II. L'intimée (opposante) a fait opposition à ce brevet et a requis sa révocation pour défaut d'activité inventive ainsi que pour insuffisance de l'exposé de l'invention (article 83 CBE). Au cours de la procédure d'opposition, l'intimée a également invoqué le défaut de nouveauté. Par contre, elle a renoncé à poursuivre sa requête de révoquer le brevet pour insuffisance de l'exposé de l'invention.
Au cours de la procédure d'opposition les documents suivants ont notamment été cités :
(0) EP-A-0 066 854 ;
(3) "Synthesefasern, Grundlagen, Technologie, Verarbeitung und Anwendung", Verlag Chemie, 1981, pages 283-289, paragraphe 7.3 ;
(6) GB-A-713 351 ; et
(7) FR-A-1 522 465.
III. Par décision annoncée le 18 février 1993 et signifiée le 3. mars 1993, la Division d'opposition a révoqué le brevet.
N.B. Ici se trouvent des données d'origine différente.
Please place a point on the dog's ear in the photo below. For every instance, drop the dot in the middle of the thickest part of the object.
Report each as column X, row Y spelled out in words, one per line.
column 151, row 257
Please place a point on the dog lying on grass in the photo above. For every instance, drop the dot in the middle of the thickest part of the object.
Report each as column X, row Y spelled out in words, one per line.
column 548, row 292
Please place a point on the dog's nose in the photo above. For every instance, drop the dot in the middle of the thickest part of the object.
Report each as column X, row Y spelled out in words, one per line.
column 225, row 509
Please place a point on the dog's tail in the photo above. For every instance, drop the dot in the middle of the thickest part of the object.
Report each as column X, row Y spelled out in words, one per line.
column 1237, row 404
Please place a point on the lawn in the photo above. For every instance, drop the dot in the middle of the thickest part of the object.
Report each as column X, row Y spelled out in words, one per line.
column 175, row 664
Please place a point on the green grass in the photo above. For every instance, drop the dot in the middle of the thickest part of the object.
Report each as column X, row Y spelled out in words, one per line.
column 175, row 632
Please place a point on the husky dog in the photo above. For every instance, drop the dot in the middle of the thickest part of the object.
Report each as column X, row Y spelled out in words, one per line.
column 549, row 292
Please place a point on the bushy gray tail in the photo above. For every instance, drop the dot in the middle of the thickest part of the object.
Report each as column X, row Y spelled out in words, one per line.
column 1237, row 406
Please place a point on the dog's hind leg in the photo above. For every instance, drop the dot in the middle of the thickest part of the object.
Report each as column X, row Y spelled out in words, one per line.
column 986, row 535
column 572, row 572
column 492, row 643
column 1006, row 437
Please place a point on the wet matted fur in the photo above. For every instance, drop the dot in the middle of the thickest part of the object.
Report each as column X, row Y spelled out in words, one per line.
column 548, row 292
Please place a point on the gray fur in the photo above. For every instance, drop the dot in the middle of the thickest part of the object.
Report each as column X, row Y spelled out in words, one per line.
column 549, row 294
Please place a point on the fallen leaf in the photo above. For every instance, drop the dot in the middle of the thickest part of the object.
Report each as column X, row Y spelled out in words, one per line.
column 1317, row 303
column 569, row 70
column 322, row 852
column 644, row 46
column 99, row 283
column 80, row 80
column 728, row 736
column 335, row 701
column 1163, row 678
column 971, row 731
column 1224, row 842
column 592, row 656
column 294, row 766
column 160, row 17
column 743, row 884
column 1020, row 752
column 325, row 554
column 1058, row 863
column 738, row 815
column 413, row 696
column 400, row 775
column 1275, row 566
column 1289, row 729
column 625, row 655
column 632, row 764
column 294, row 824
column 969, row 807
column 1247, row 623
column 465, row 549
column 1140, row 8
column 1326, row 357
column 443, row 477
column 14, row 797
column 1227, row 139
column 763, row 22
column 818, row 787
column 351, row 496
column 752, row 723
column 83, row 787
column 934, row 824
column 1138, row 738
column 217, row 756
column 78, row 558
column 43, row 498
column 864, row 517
Dans sa décision la Division d'opposition a considéré que le procédé revendiqué remplissait la condition de nouveauté, mais n'impliquait pas d'activité inventive.
En ce qui concerne la nouveauté, la Division d'opposition a estimé que le procédé revendiqué se distinguait du procédé décrit dans le document (7) par le fait que les chélates étaient introduits dans les matières à traiter par un procédé de teinture, alors que dans le procédé de revêtement connu ils étaient appliqués sur la surface de ces matières.
En ce qui concerne l'activité inventive, la Division d'opposition a considéré que le document (0) représentait l'état de la technique le plus proche. Le procédé revendiqué était censé se distinguer du procédé décrit dans le document (0) essentiellement par le fait qu'il permettait de rendre une matière luminescente par l'introduction de chélates luminescents des Lanthanides, de l'Yttrium ou du Thorium par un procédé de teinture au lieu d'ajouter de tels chélates à la masse utilisée pour extruder cette matière. Etant donné que la fabrication de fibres de sécurité par un traitement avec des produits fluorescents était déjà connue du document (6), et qu'il était connu du document (7) que des solutions contenant au moins un chélate luminescent de Terre Rare pouvaient être utilisées comme bains liquides pour traiter des fibres, le procédé revendiqué était considéré découler d'une manière évidente de l'état de la technique.
IV. Le requérant (propriétaire du brevet) a formé un recours à l'encontre de cette décision et a, en substance, fait valoir que les revendications 1 à 5 telles que délivrées remplissaient les conditions de nouveauté et d'activité inventive.
Une procédure orale a eu lieu le 21 septembre 1995.
V. Le requérant a essentiellement fait valoir qu'à partir du document (0) le problème posé consistait en la fourniture d'un nouveau procédé de fabrication de matières destinées à permettre l'identification ou l'authentification de documents qui puisse être mis en oeuvre à un coût relativement limité, pour de faibles quantités de matière, et que l'enseignement du brevet attaqué mettait à profit la découverte que les chélates luminescents pouvaient être utilisés comme colorants de teinture.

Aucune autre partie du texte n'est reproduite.